Search code examples
pysparkdate-format

how to convert the date format 'YYYY-MM-DD' to ddMMyy in pyspark?


I tried to convert the date format 2018-07-12 to ddMMyy using to_date but i get null after converting the dateformat

df = spark.createDataFrame([('2018-07-12',)], ['Date_col'])

df = df.withColumn('new_date',to_date('Date_col', 'ddMMyy'))

I need to use this logic to convert the dataframe column.
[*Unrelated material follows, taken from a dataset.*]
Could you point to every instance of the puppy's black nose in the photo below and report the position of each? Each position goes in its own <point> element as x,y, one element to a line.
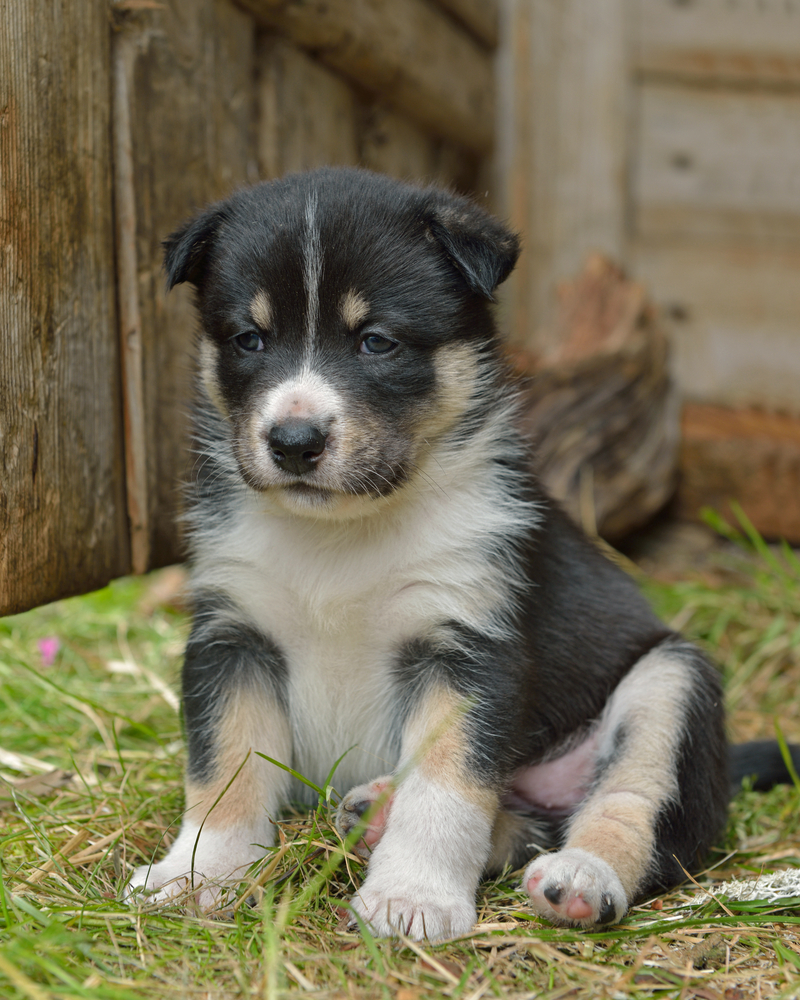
<point>296,446</point>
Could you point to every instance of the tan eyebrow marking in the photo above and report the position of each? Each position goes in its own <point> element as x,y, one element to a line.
<point>354,308</point>
<point>261,310</point>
I am new to the spark programming and tried lot of solutions but nothing helps.

I need to concat the ddMMyy from one column and hhss from other column

Any help please?


Solution

  • First of all let's create DataFrame

    df = spark.createDataFrame([('2018-07-12',)], ['Date_col'])
    df.show()
    
    +----------+
    |  Date_col|
    +----------+
    |2018-07-12|
    +----------+
    

    Then we will define UDF function for that.

    from datetime import datetime
    import pyspark.sql.types as T
    import pyspark.sql.functions as F
    
    
    def user_defined_timestamp(date_col):
        _date = datetime.strptime(date_col, '%Y-%m-%d')
        return _date.strftime('%d%m%y')
    
    user_defined_timestamp_udf = F.udf(user_defined_timestamp, T.StringType())
    

    And at the end we will apply our functions on DateFrame in order to create column we want.

    df = df.withColumn('new_date', user_defined_timestamp_udf('Date_col'))
    df.show()
    
    +----------+--------+
    |  Date_col|new_date|
    +----------+--------+
    |2018-07-12|  120718|
    +----------+--------+